Sometimes Your Device Is Alive But Is Actually Dead

A hardware watchdog timer is a standard mechanism for embedded systems. The idea is simple: a countdown timer that resets the microcontroller unless the firmware explicitly resets it. If the firmware gets stuck in an infinite loop or crashes, the watchdog timer runs out and so the device reboots. And when it wakes up again, it will be starting from a known state and the device will (hopefully) work again.

A hardware watchdog is great, but often it by itself is not enough.

The problem is that the hardware watchdog only checks whether the firmware is alive. It does not know if the firmware really is doing anything useful. This makes it possible for devices to end up in states where it technically alive, but also dead to the outside world.

Watchdogs At More Than One Level

A simple solution to this is to define software-level watchdogs that understands the semantics of the system, at multiple levels. Both “is the CPU running?” and “has a measurement been sent in the last hour?”, “is the wireless stack alive?” and “has any data actually reached the cloud?”

We can call this structure a multi-layered watchdog:

Layer 1 – Hardware watchdog: Is the CPU running?
Layer 2 – Software watchdogs: Is the firmware doing its job?
Layer 3 – Cloud watchdog: Is the system observable from the outside?

Each layer catches failure modes the others cannot see. They will all react the same to failure though: just reboot the device and start from scratch. This may bother users, at least those who will catch the device in the act, but it will bother them significantly less than having their device appear to be dead.

The multi-layered watchdog is a simple design principle: just have a watchdog at every layer of the system.

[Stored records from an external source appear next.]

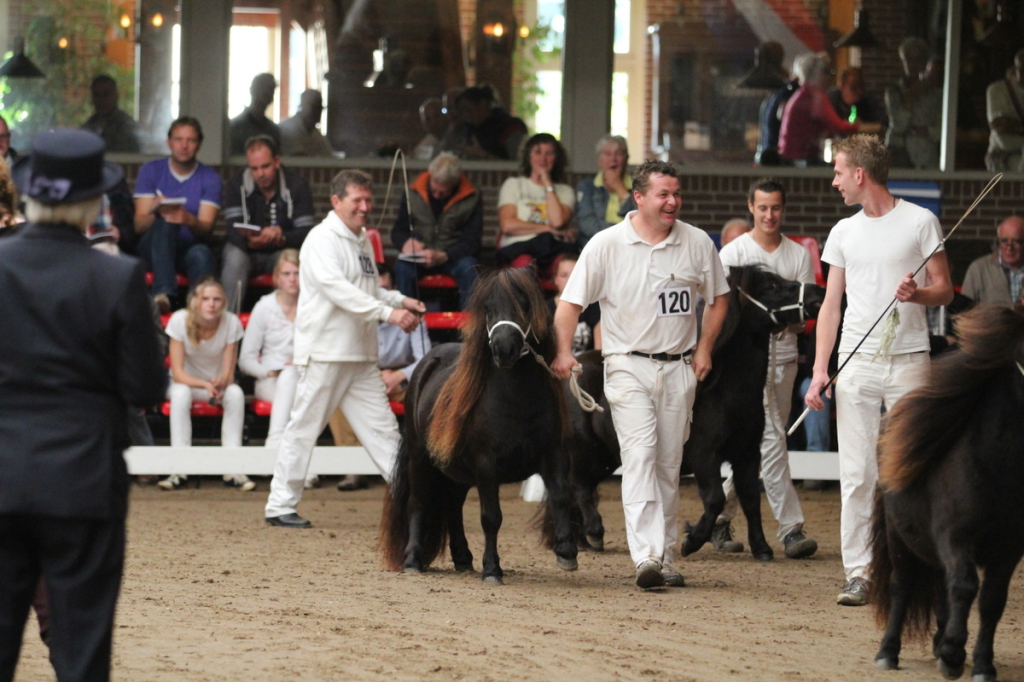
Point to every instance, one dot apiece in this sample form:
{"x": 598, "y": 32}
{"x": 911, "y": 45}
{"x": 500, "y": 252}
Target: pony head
{"x": 783, "y": 301}
{"x": 507, "y": 312}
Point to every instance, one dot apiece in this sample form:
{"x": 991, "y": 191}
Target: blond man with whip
{"x": 869, "y": 253}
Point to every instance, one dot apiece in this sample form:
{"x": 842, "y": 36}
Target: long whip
{"x": 832, "y": 379}
{"x": 398, "y": 154}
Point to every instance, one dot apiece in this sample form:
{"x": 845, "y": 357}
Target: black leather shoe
{"x": 289, "y": 521}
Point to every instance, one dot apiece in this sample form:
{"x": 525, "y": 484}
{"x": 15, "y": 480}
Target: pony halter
{"x": 799, "y": 305}
{"x": 526, "y": 349}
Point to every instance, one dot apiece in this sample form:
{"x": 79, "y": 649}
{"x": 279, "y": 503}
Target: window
{"x": 72, "y": 42}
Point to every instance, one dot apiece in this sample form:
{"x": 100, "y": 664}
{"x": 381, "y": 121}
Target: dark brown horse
{"x": 951, "y": 496}
{"x": 481, "y": 413}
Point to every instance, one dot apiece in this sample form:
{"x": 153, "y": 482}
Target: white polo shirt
{"x": 877, "y": 253}
{"x": 647, "y": 293}
{"x": 790, "y": 261}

Defining the Liveliness Criterion

For each watchdog layer to work, it needs a liveliness criterion: a testable condition that defines what “alive” means at that level. Without one, the watchdog has nothing to watch for.

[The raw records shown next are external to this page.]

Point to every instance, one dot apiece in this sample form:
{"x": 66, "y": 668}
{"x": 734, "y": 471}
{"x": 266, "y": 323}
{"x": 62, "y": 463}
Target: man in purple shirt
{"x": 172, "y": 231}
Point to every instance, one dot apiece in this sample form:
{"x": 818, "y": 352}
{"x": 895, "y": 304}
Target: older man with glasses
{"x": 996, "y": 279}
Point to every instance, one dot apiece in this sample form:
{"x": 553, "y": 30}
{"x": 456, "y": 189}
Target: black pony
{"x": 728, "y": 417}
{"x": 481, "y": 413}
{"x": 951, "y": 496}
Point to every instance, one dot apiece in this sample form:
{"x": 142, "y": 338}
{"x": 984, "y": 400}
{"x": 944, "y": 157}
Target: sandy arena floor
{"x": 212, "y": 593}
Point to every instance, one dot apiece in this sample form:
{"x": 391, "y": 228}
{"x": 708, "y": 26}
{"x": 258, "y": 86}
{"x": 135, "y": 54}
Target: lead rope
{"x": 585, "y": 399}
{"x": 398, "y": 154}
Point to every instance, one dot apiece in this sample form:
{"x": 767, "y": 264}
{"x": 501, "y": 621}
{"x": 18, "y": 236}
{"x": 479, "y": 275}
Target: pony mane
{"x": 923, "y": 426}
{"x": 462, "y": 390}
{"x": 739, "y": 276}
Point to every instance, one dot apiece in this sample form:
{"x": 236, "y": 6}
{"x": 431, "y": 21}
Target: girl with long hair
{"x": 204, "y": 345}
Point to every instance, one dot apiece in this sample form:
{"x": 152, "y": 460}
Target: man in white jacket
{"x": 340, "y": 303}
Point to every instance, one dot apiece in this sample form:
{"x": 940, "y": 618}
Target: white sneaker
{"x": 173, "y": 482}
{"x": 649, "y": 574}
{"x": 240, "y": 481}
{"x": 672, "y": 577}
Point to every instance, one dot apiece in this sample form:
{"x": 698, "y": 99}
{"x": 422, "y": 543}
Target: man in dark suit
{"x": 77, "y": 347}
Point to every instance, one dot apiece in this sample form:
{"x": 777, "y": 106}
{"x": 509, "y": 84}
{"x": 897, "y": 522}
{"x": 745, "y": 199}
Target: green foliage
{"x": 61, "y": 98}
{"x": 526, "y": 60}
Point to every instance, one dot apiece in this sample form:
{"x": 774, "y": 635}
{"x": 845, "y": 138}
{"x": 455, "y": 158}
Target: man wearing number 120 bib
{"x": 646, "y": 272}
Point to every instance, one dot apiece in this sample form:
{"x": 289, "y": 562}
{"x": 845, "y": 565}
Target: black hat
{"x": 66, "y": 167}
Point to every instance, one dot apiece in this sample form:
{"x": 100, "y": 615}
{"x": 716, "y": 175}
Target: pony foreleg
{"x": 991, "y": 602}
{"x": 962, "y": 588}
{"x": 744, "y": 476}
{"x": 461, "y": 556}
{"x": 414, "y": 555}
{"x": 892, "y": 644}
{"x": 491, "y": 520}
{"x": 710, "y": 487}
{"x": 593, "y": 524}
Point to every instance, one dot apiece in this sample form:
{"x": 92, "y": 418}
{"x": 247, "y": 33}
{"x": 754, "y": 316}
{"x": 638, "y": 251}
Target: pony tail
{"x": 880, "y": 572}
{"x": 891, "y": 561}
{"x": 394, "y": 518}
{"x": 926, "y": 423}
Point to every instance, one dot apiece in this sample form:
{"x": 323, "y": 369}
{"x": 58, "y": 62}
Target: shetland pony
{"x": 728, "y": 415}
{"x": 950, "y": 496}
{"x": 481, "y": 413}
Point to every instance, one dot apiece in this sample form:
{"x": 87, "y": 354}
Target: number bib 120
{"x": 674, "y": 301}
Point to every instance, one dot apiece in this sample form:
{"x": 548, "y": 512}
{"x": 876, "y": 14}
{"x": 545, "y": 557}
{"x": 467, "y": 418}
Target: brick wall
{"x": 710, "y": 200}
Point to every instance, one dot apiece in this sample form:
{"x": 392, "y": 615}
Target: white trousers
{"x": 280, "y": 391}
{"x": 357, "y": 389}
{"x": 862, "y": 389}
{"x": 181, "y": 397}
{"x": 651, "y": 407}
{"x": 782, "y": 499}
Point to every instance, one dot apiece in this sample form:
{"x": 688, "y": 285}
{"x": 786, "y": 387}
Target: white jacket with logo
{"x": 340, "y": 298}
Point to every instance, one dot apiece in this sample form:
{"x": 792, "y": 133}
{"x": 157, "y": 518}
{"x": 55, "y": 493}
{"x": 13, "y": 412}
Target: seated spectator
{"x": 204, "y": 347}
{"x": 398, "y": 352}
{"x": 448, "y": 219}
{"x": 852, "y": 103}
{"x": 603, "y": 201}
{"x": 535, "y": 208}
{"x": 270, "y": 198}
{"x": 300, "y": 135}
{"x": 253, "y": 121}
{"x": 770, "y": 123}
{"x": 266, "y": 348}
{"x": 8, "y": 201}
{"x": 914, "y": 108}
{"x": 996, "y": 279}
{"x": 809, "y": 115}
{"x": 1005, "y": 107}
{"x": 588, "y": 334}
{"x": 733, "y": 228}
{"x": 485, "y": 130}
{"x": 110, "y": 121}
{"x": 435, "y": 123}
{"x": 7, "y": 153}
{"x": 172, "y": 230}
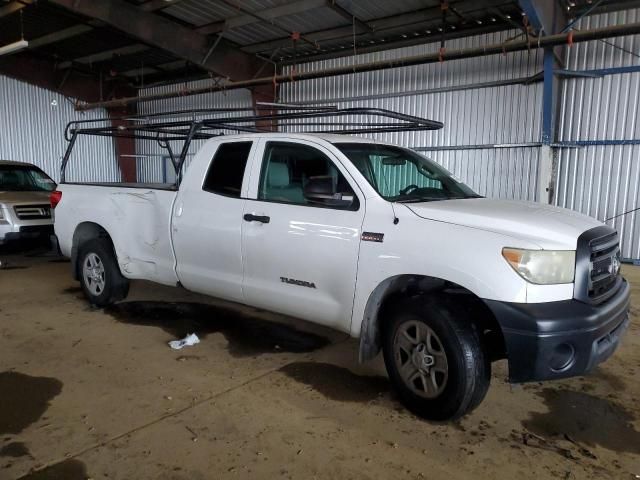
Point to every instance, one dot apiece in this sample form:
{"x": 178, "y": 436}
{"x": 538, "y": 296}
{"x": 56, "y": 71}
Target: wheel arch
{"x": 393, "y": 289}
{"x": 85, "y": 231}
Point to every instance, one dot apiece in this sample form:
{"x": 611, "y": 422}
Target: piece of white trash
{"x": 187, "y": 341}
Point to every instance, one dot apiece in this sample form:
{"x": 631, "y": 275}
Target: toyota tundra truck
{"x": 371, "y": 239}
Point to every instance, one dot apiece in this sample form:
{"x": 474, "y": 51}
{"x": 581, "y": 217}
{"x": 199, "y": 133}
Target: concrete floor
{"x": 87, "y": 393}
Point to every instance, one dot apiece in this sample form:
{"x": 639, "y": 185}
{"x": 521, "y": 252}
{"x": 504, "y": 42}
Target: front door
{"x": 301, "y": 255}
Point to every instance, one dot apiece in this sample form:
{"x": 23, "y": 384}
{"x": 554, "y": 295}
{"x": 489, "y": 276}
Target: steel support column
{"x": 125, "y": 147}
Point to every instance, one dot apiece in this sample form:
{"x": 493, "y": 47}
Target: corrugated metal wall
{"x": 32, "y": 122}
{"x": 151, "y": 160}
{"x": 480, "y": 123}
{"x": 602, "y": 180}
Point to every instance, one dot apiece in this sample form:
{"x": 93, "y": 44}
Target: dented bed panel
{"x": 137, "y": 220}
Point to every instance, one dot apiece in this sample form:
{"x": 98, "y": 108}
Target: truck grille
{"x": 33, "y": 212}
{"x": 597, "y": 265}
{"x": 604, "y": 265}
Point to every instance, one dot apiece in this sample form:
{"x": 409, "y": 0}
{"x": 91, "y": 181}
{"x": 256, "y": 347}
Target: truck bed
{"x": 137, "y": 216}
{"x": 154, "y": 186}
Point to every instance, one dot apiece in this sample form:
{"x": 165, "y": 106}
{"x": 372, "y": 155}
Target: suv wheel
{"x": 435, "y": 358}
{"x": 102, "y": 282}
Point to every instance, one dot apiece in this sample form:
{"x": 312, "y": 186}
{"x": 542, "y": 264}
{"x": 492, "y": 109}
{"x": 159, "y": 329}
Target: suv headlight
{"x": 543, "y": 267}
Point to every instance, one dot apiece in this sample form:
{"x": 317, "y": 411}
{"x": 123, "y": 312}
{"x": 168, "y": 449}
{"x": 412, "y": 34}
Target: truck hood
{"x": 547, "y": 226}
{"x": 11, "y": 198}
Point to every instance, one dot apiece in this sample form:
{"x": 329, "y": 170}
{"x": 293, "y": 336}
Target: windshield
{"x": 401, "y": 175}
{"x": 17, "y": 178}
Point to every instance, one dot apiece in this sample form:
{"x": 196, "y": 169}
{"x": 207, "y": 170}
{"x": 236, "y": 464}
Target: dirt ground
{"x": 97, "y": 394}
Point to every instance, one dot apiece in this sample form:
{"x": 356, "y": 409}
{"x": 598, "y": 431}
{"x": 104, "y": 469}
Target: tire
{"x": 437, "y": 335}
{"x": 99, "y": 274}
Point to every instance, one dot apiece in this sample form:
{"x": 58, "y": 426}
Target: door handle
{"x": 250, "y": 217}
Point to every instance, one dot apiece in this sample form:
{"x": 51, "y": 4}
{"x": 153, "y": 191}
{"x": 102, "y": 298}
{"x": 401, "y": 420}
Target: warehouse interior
{"x": 539, "y": 102}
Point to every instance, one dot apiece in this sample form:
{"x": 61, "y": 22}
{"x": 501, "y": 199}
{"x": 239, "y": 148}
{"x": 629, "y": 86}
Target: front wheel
{"x": 102, "y": 282}
{"x": 435, "y": 358}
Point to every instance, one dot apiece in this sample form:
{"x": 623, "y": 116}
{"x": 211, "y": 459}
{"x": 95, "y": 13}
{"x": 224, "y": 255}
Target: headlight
{"x": 543, "y": 267}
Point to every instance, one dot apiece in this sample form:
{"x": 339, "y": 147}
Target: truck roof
{"x": 329, "y": 137}
{"x": 13, "y": 162}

The hardware watchdog has its liveliness criterion built in: the firmware must kick the timer within a fixed interval. That part is simple.

The software watchdogs (there may be more than one) need criteria that is specific to what the system is supposed to do. For a sensor that reports temperature every 15 minutes, a reasonable criterion might be: has a measurement been sent in the last 30 minutes? If not, something is wrong. Reboot.

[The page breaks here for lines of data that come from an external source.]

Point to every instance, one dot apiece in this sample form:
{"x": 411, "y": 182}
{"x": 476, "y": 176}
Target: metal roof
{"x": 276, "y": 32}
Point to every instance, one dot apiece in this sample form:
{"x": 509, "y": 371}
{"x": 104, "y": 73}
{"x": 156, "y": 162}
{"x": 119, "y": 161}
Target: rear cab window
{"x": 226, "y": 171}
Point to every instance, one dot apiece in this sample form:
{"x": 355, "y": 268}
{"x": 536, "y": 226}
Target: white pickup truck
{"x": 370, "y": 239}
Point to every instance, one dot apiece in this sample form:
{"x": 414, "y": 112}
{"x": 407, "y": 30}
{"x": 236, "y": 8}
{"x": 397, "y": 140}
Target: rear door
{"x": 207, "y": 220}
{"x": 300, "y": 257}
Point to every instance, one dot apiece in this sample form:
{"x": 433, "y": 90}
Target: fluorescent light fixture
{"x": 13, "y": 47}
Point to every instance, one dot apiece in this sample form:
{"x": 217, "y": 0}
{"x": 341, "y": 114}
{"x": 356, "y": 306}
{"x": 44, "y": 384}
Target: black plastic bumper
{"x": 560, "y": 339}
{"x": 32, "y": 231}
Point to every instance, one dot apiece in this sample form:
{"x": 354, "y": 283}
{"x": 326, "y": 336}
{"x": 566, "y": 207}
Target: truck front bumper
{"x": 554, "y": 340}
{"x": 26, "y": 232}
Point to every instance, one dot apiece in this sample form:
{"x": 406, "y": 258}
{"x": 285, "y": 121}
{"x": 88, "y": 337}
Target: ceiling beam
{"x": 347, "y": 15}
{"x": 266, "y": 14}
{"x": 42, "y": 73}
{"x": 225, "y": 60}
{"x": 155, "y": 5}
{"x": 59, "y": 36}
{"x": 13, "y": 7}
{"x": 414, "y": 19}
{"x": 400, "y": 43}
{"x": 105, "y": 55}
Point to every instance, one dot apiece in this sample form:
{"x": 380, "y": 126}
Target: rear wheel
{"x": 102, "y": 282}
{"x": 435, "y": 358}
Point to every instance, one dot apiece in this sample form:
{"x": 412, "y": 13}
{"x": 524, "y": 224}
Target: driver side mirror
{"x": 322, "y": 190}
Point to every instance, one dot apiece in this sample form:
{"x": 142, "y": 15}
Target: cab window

The cloud watchdog needs a criterion from the outside looking in: has the cloud received data from this device within the expected window? A device that sends data every 15 minutes but has been silent for two hours has failed its liveliness criterion, regardless of what the device itself believes.

The key is to make the criterion specific enough to catch real failures, but not so tight that normal variation in timing triggers false alarms. A device that sends every 15 minutes should have a cloud liveliness criterion of an hour or more – enough to tolerate a few missed transmissions without crying wolf.

The Cloud Watchdog

The cloud watchdog is special because the trigger is not happening inside the device itself. The trigger happens in the cloud, but the reboot must happen at the device.

The cloud checks its liveliness criterion for each device and if the device does not meet the criterion, the cloud sends a reboot command to the device. And we hope that the reboot command reaches the device.

The device may not know it is dead. From its own perspective, everything is fine: the firmware is running, the software watchdog is not detecting any issues. So while the device has no reason to reboot, it must act on reboot commands from the cloud unconditionally, even when it believes it is healthy.

It is a good idea to build in such a remote reboot command in from the start. It is easy to add when the system is young but may be painful to retrofit once devices are in the field.

It is also a good idea to protect against too many or too frequent such reboots. There is also a risk that the cloud software is faulty and starts sending reboot commands, so we would like to protect against that too.

Conclusion

A device that is alive but not useful is not a working device. Hardware watchdogs are a standard feature, but they are often not enough. Multi-layered watchdogs are a simple design principle that keeps devices working even in the face of harsh conditions in the field.